【豊臣兄弟!】「近習=男色役?」は誤解 信長が小一郎を近習に選んだ理由とは?小姓との違いも解説
NHK大河ドラマ「豊臣兄弟!」第4回放送「桶狭間!」で、武功?によって、織田信長(小栗旬)の近習(きんじゅう)に抜擢された小一郎(仲野太賀)。しかし小一郎はあくまで「兄と一緒に忠義を尽くしたい」として辞退。
この“近習”は、視聴者が想像しがちな「小姓(こしょう)」とは別の役職で、求められるのは主君の身辺の世話よりも、警護や政務補佐といった実務の力です。
では、なぜ信長は小一郎を近習に抜擢しようとしたのでしょうか?近習という役職について、小姓との違いなどを紹介します。
“近習”に性的な意味は(基本的に)ない
近習と聞いて、視聴者の中には「信長の性的な(男色の)相手をさせられるのか?」と動揺した方がいるかも知れません。しかし近習とは小姓(こしょう)と異なり、性的な役割よりも実務的な能力が求められました。

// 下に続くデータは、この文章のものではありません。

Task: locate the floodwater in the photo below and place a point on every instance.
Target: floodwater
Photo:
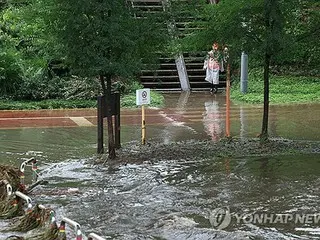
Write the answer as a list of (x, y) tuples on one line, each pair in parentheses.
[(267, 197)]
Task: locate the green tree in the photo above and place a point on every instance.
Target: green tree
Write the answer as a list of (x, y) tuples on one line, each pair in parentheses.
[(100, 38), (267, 30)]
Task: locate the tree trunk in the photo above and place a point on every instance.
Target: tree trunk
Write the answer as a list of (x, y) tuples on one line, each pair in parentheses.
[(107, 93), (264, 132)]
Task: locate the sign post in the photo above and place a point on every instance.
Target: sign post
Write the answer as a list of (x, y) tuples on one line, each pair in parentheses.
[(143, 98)]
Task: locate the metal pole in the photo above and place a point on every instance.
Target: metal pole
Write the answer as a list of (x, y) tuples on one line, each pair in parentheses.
[(244, 73)]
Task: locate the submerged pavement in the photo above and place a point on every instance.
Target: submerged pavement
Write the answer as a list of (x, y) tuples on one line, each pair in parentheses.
[(171, 198)]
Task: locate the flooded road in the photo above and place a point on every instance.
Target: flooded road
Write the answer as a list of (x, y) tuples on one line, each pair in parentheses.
[(177, 199)]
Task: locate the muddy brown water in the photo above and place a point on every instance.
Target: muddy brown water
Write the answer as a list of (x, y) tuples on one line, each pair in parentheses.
[(177, 199)]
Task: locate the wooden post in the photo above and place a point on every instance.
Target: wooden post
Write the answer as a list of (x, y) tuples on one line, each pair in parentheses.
[(228, 102), (100, 125), (143, 126)]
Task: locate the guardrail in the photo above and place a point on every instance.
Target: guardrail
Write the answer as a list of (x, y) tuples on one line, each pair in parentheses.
[(25, 198)]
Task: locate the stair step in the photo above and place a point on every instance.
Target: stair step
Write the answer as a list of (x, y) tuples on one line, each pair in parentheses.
[(160, 77)]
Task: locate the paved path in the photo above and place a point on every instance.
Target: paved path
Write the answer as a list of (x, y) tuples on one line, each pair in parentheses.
[(87, 117)]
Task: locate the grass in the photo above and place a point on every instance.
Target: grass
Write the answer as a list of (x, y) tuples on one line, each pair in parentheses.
[(283, 89), (127, 101)]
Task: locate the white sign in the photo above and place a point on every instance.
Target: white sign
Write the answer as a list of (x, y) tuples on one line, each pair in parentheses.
[(143, 96)]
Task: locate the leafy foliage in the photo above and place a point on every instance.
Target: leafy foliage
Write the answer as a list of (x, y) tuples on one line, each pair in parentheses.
[(283, 89)]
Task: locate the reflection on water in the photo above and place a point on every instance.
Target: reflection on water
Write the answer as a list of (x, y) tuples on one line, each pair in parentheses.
[(173, 199)]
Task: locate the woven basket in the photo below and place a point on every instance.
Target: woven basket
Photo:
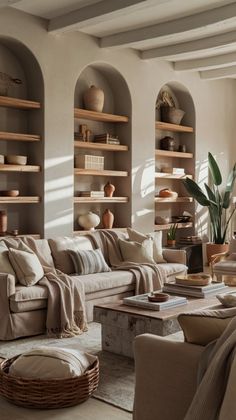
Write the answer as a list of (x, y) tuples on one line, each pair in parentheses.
[(47, 393)]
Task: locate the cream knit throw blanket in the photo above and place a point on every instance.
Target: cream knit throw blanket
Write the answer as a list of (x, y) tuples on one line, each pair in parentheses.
[(66, 299)]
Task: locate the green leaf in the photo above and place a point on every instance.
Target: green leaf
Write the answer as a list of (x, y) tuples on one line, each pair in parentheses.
[(214, 170)]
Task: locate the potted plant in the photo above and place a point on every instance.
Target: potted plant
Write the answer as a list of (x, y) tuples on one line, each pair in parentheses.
[(218, 201), (171, 235)]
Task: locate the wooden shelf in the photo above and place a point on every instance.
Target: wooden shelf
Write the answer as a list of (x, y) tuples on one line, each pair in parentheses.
[(173, 200), (101, 146), (99, 116), (5, 135), (19, 200), (167, 226), (19, 168), (171, 176), (167, 153), (95, 172), (18, 103), (101, 200), (173, 127)]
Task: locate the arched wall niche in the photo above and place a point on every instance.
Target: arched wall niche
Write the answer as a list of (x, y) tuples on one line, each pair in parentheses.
[(118, 102), (164, 164), (18, 61)]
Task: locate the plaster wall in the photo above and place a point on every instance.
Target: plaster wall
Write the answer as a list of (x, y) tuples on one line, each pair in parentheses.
[(62, 58)]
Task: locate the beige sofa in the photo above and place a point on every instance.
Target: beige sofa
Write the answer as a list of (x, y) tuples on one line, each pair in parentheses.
[(23, 309)]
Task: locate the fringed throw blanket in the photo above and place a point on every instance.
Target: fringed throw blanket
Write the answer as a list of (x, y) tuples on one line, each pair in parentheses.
[(215, 369), (66, 308), (148, 277)]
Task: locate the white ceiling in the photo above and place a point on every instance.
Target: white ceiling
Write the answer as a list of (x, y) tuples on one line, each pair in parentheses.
[(196, 35)]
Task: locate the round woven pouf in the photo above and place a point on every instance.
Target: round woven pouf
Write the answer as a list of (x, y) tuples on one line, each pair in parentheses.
[(49, 393)]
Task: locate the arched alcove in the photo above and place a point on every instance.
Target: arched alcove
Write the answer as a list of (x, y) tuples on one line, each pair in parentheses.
[(117, 158), (174, 154), (21, 133)]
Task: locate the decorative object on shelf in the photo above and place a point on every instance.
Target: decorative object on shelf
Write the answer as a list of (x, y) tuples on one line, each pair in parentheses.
[(89, 162), (168, 143), (3, 222), (171, 235), (89, 220), (166, 192), (218, 203), (94, 99), (107, 219), (6, 81), (109, 189), (16, 159)]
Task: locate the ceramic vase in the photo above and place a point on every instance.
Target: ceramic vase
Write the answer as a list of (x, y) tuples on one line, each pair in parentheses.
[(107, 219), (109, 189), (94, 99), (89, 221)]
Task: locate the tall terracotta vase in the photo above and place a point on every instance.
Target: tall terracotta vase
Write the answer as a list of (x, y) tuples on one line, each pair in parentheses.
[(94, 99), (107, 219)]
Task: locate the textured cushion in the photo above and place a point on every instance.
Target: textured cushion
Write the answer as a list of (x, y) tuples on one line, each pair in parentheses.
[(137, 252), (27, 266), (60, 247), (5, 265), (88, 262), (51, 362), (202, 327)]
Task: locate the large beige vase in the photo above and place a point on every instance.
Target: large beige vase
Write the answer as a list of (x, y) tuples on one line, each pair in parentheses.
[(212, 249)]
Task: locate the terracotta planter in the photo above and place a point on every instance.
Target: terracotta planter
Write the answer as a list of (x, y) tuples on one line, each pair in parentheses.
[(212, 249)]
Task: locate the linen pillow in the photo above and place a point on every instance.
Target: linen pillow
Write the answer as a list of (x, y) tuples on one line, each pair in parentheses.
[(51, 362), (136, 252), (202, 327), (88, 262), (26, 265)]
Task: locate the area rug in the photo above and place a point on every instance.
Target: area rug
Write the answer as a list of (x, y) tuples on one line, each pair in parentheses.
[(116, 385)]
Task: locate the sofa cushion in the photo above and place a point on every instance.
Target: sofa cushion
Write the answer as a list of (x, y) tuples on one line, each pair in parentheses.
[(60, 247)]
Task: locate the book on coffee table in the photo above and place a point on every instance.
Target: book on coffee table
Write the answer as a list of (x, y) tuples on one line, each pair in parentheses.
[(196, 291), (142, 301)]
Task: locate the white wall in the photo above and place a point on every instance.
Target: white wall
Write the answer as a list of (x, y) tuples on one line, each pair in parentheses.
[(62, 58)]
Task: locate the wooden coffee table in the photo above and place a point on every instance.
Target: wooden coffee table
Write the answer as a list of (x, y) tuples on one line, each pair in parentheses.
[(121, 323)]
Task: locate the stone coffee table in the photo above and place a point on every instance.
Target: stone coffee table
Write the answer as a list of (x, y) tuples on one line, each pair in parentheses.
[(121, 323)]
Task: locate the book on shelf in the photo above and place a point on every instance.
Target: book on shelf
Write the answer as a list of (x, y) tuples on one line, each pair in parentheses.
[(141, 301), (195, 291)]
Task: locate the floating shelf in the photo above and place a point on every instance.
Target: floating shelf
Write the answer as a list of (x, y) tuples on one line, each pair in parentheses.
[(18, 103), (171, 176), (19, 168), (99, 116), (101, 200), (19, 200), (95, 172), (160, 125), (167, 153), (101, 146), (5, 135), (167, 226), (173, 200)]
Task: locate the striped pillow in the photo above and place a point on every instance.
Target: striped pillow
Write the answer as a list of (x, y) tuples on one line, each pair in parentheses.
[(88, 262)]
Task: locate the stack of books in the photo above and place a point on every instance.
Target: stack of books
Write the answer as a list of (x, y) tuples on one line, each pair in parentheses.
[(195, 291)]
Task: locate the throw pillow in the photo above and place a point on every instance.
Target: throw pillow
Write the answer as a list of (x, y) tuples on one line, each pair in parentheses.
[(51, 362), (137, 252), (88, 262), (26, 265), (202, 327)]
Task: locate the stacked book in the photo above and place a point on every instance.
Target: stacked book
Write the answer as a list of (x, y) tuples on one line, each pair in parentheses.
[(195, 291), (106, 138)]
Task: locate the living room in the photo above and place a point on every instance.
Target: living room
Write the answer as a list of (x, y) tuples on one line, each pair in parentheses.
[(139, 55)]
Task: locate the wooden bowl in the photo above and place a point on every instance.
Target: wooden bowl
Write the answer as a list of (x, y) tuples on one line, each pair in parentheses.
[(158, 297), (16, 159)]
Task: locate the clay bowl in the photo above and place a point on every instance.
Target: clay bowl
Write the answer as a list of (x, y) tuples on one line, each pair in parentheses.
[(158, 297), (16, 159)]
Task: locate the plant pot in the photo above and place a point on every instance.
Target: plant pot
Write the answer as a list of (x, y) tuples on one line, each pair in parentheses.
[(212, 249)]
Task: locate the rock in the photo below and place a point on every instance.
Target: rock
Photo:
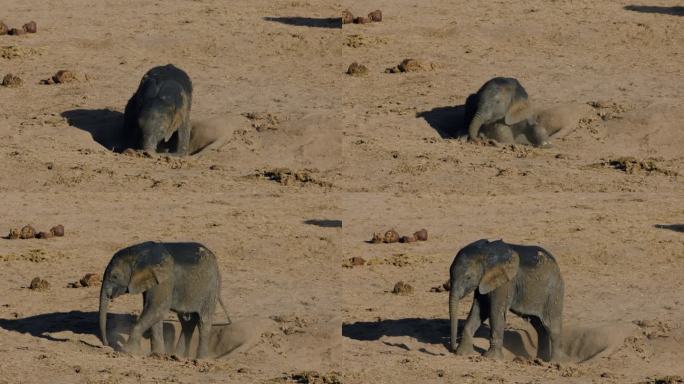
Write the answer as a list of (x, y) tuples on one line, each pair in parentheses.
[(27, 232), (357, 261), (347, 17), (63, 76), (391, 236), (14, 234), (39, 284), (421, 235), (407, 239), (356, 69), (402, 288), (91, 280), (44, 235), (16, 32), (11, 81), (30, 27), (375, 16), (57, 230)]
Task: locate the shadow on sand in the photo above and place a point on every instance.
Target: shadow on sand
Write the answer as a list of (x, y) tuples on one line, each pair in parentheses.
[(447, 121), (312, 22), (673, 11)]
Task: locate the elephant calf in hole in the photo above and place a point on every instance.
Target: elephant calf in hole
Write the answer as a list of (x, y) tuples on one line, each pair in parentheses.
[(523, 279), (181, 277), (160, 110), (501, 110)]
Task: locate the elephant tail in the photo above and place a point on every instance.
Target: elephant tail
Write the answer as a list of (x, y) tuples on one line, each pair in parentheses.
[(224, 310)]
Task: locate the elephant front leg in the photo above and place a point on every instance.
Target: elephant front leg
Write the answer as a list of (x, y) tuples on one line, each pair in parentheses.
[(475, 317), (497, 322)]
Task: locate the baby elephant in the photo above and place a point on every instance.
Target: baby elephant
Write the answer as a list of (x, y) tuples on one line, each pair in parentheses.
[(159, 108), (523, 279), (182, 277), (499, 100)]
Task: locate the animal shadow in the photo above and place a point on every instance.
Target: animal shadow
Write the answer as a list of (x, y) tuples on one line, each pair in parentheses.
[(430, 331), (324, 223), (447, 121), (312, 22), (674, 11), (671, 227), (104, 125)]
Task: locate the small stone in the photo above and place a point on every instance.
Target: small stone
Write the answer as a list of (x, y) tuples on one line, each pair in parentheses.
[(16, 32), (375, 16), (27, 232), (14, 234), (357, 261), (63, 76), (39, 284), (356, 69), (44, 235), (91, 280), (407, 239), (402, 288), (347, 17), (391, 236), (11, 81), (57, 230), (421, 235), (30, 27)]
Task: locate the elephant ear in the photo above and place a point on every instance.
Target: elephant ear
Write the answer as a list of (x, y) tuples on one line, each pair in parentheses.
[(501, 266), (154, 266)]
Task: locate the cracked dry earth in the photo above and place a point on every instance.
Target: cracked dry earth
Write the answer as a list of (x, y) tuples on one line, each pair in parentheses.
[(307, 162)]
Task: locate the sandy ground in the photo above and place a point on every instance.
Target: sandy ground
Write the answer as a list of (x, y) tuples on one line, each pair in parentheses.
[(377, 151)]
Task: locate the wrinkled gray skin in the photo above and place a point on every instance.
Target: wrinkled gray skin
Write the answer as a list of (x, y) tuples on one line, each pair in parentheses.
[(181, 277), (499, 100), (523, 279), (158, 109)]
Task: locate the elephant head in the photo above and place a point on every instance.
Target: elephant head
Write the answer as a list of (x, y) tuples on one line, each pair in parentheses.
[(132, 270), (482, 265)]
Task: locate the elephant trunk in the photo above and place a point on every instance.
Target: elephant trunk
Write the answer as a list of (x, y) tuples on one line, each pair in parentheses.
[(454, 297), (104, 304), (475, 124)]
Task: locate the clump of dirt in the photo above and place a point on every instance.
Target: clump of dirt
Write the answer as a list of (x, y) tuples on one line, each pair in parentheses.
[(310, 377), (356, 69), (401, 288), (347, 17), (355, 261), (411, 65), (89, 280), (11, 81), (631, 165), (262, 121), (14, 52), (61, 77), (38, 284), (286, 176)]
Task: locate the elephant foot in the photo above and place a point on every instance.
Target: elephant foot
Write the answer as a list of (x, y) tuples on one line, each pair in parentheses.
[(465, 349), (494, 353)]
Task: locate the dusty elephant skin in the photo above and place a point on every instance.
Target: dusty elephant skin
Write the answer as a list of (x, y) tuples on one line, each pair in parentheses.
[(159, 109), (523, 279), (181, 277), (501, 99)]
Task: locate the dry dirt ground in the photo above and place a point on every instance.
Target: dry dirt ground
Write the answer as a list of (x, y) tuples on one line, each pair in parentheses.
[(298, 145)]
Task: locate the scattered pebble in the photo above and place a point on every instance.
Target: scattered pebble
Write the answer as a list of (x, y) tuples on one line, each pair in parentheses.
[(402, 288), (347, 17), (356, 69), (39, 284), (11, 81)]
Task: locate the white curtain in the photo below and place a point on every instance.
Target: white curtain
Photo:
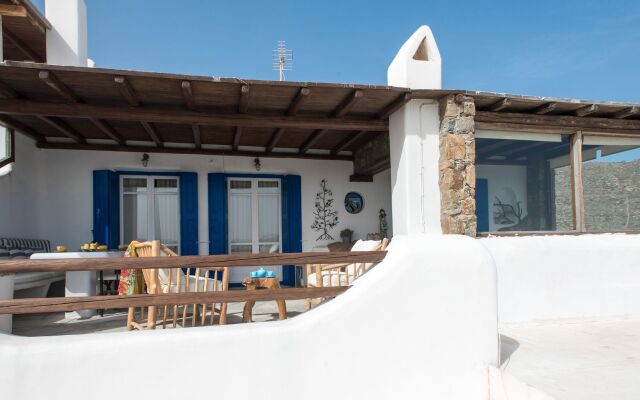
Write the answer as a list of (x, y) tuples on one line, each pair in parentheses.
[(167, 225)]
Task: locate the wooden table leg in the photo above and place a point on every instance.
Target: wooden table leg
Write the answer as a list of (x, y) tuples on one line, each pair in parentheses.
[(282, 309), (247, 313)]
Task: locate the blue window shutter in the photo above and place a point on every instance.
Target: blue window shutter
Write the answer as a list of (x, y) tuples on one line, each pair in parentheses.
[(291, 222), (217, 193), (482, 205), (188, 213), (106, 208)]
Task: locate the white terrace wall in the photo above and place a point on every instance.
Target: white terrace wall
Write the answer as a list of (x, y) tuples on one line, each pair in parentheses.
[(555, 277), (62, 189), (420, 325)]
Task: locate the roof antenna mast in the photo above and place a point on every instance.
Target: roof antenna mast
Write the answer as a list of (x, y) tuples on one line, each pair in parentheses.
[(282, 59)]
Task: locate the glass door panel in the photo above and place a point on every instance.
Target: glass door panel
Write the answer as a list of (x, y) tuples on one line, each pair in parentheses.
[(150, 210), (254, 219), (135, 210)]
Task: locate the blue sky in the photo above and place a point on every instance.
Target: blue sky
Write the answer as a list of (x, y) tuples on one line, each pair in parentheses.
[(577, 49)]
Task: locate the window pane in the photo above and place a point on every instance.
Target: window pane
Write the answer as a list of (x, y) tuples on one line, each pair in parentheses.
[(241, 248), (240, 218), (611, 182), (132, 185), (240, 185), (166, 214), (269, 248), (527, 181), (5, 144), (134, 217), (268, 218), (168, 183)]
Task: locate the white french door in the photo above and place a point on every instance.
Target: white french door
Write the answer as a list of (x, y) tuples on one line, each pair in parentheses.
[(254, 220), (150, 209)]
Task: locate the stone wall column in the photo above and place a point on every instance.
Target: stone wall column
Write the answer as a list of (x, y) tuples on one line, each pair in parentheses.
[(457, 165)]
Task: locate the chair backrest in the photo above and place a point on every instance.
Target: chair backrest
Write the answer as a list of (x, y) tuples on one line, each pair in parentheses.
[(175, 280)]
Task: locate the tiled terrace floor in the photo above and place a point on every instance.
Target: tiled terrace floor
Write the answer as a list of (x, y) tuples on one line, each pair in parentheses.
[(115, 320), (577, 359)]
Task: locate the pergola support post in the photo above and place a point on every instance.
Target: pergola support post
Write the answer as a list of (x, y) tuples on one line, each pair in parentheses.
[(457, 178)]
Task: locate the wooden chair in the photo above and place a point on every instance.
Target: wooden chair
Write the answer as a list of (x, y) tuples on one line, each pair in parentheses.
[(332, 275), (175, 280)]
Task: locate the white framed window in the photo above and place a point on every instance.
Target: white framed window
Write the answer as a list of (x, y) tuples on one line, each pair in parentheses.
[(255, 217), (150, 209)]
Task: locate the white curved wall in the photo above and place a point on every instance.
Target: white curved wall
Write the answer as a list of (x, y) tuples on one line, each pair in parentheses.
[(422, 324), (553, 277)]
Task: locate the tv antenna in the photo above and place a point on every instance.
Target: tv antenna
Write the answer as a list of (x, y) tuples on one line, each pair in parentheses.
[(282, 59)]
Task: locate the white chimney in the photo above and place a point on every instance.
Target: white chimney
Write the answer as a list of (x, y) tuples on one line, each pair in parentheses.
[(417, 64), (414, 138), (67, 39)]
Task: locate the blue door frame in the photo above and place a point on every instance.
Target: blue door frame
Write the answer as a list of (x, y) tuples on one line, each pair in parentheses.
[(291, 216)]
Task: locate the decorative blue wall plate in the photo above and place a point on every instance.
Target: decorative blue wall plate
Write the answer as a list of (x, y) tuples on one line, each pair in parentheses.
[(353, 202)]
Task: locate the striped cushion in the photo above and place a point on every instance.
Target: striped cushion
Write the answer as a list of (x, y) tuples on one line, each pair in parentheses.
[(37, 245), (17, 254)]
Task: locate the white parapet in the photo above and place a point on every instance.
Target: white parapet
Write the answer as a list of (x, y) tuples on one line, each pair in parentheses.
[(420, 325), (414, 138), (67, 39), (566, 277)]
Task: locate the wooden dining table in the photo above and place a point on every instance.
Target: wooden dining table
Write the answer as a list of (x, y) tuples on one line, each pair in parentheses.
[(79, 283)]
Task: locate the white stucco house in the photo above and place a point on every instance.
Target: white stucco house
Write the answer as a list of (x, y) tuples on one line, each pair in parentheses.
[(212, 165)]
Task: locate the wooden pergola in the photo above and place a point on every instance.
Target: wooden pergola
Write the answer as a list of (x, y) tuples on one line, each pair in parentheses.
[(82, 108), (115, 110)]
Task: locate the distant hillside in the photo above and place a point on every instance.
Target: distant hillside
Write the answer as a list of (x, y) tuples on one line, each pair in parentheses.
[(611, 196)]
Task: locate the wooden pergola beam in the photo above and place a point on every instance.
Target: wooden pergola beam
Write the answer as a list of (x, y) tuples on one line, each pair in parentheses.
[(545, 108), (187, 94), (108, 130), (64, 128), (298, 101), (127, 90), (566, 121), (275, 138), (152, 132), (523, 150), (236, 138), (294, 106), (493, 147), (7, 91), (197, 135), (347, 104), (348, 142), (19, 126), (627, 112), (394, 105), (243, 105), (54, 83), (26, 50), (587, 110), (500, 104), (181, 116), (184, 150), (311, 140), (8, 10)]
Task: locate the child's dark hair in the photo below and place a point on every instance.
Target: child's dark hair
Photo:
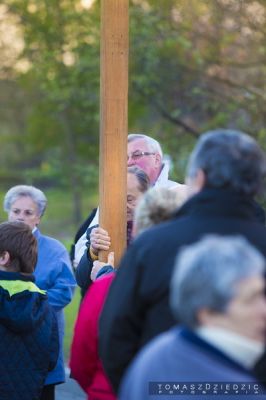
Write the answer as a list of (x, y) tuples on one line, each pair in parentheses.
[(17, 239)]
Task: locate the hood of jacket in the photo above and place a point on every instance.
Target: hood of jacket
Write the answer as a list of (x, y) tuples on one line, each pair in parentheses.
[(23, 306)]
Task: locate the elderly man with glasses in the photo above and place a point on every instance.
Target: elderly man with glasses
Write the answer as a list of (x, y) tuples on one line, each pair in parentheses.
[(145, 153)]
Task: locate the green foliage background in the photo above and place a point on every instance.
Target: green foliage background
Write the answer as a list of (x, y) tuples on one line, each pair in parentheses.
[(193, 66)]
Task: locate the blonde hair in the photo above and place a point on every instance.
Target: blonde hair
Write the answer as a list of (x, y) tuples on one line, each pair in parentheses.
[(157, 205)]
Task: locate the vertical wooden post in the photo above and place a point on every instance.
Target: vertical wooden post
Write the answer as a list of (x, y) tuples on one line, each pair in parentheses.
[(113, 123)]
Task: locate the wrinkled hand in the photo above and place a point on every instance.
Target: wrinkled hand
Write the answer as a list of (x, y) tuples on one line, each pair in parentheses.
[(98, 265), (99, 240)]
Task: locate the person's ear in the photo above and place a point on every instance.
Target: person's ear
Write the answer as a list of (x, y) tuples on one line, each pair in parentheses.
[(196, 183), (207, 317), (4, 258)]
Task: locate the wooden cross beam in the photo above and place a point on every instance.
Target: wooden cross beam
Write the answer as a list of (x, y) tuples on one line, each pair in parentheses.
[(113, 123)]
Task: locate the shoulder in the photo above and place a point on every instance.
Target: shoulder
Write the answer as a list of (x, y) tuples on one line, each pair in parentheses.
[(50, 244)]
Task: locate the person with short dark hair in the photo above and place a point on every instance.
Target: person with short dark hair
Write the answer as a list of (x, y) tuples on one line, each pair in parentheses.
[(29, 343), (217, 295), (225, 172), (145, 153), (99, 239)]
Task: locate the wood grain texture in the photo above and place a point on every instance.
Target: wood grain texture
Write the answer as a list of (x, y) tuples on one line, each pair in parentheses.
[(114, 123)]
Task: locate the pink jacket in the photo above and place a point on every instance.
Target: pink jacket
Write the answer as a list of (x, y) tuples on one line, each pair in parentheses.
[(85, 364)]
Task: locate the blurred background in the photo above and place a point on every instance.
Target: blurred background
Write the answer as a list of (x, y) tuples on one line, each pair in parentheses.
[(193, 65)]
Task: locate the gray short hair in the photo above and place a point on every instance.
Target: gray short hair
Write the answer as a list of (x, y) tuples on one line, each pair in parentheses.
[(18, 191), (206, 275), (157, 205), (153, 144), (230, 159)]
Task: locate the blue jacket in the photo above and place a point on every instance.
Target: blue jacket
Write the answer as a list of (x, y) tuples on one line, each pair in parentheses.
[(53, 273), (180, 360), (29, 337)]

いっぽう小姓は主君の身辺をお世話するため、好みに合った美少年が多く選ばれたと言います。
また年齢層も大きく異なり、近習は青年から壮年(20歳前後〜30代)にかけて幅広く選ばれました。対する小姓の年齢層は、少年から青年(主に10代〜20代前半)にかけて多く選ばれたようです。
小姓の中でも元服前の者や、特に性的対象者を小小姓(こごしょう)と呼び、主君から寵愛されました。
対する近習は身辺の世話よりも警護や政務の補佐が主要任務となります。小一郎の場合、武芸(特に対人戦闘)はからっきしなので、ブレーンとして登用したかったのでしょう。
とは言え、小姓も近習も武士には変わりないため、いざ有事には身をもって主君の楯となったことは言うまでもありません。